Los acontecimientos que tuvieron a la vista los revolucionarios mexicanos estaban llamados a influir de modo decidido, desbordando sus límites, en el destino de Iberoamérica. Algunos, quizá sin consciencia plena de ello, estaban haciendo de México, según lo veía en perspectiva Manuel Ugarte, el rompeolas de todo el continente.

Notas

{1} Anita Brenner, The Wind that Swept Mexico, Austin, University of Texas Press, 1971. Esta cita es parte de uno de los epígrafes del libro que aquí se comenta, La revolución mexicana en América Latina. Intereses políticos e itinerarios intelectuales, de Pablo Yankelevich, Instituto Mora, México DF 2003.

{2} La revolución mexicana en América Latina., pág. 36.

{3} Gustavo Bueno, El individuo en la historia, Universidad de Oviedo, Oviedo 1980, pág. 28.

{4} Referencia a la Historia Universal durante la República Romana de Polibio que aparece en La ciencia de la historia de Fritz Wagner, UNAM, México 1980, págs. 26-27.

{5} La revolución mexicana en América Latina, pág. 9.

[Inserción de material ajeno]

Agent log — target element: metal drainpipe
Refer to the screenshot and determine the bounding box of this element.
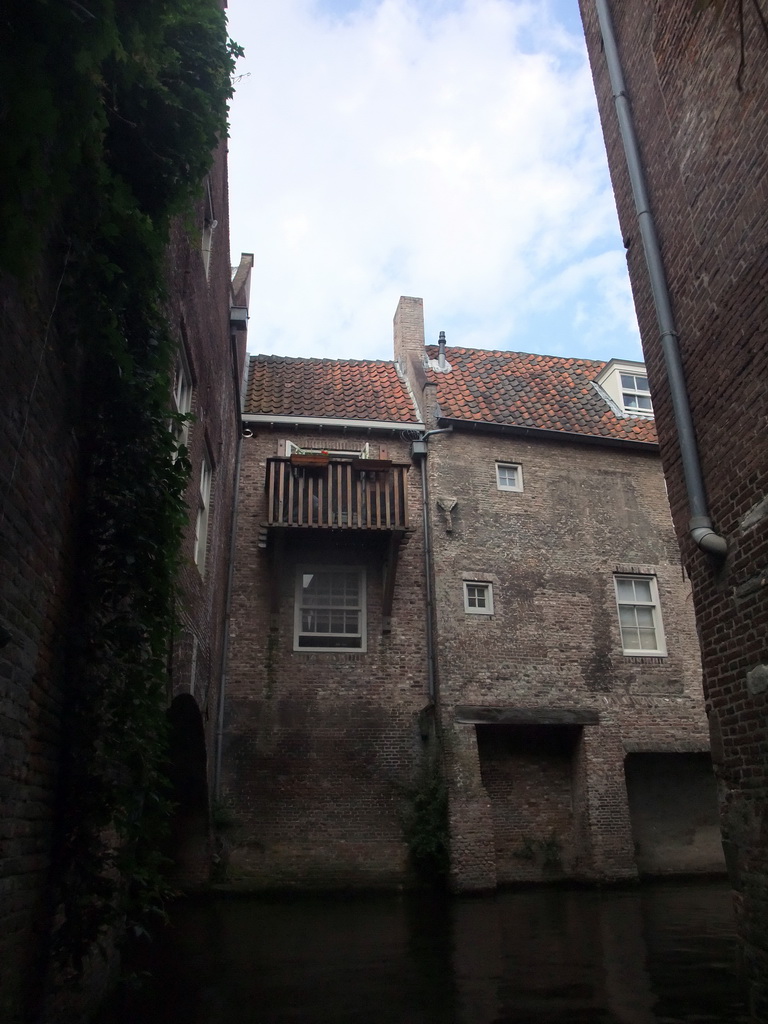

{6} La lista que nos ofrece el autor es de todo punto interesante: de Berta Ulloa: La revolución intervenida. Relaciones diplomáticas entre México y los Estados Unidos, 1910-1914, México, COLMEX, 1971; de Friedrich Katz: La guerra secreta en México, México, Era, 1981; de Lorenzo Meyer: Su majestad británica contra la revolución mexicana, México, COLMEX, 1991 y El cactus y el olivo. Las relaciones de México y España en el siglo XX, México, Océano, 2001; de Esperanza Durán: Guerra y revolución. Las grandes potencias y México, 1914-1918, México, COLMEX, 1985; y de Pierre Py: Francia y la revolución mexicana, 1910-1920. O la desaparición de una potencia media, , FCE, México 1991.

{7} Isidro Fabela, Mis memorias de la revolución, Editorial Jus, México 1977.

{8} Tengo a la vista, precisamente, el trabajo de Luis Barrón, Historias de la Revolución mexicana, de la colección Herramientas para la Historia en la que, bajo el sello editorial del Fondo de Cultura Económica en co-edición con el CIDE, en 2004, y con prólogo de Friedrich Katz, se nos ofrece una revisión tanto de la historiografía más importante sobre la revolución mexicana como la más recientemente producida en México y en los Estados Unidos.

{9} Como totalidad atributiva, las habían comenzado a tener ya en el momento en que el imperio español cubrió todo el continente, y no antes.

{10} La revolución mexicana en América Latina, pág. 161.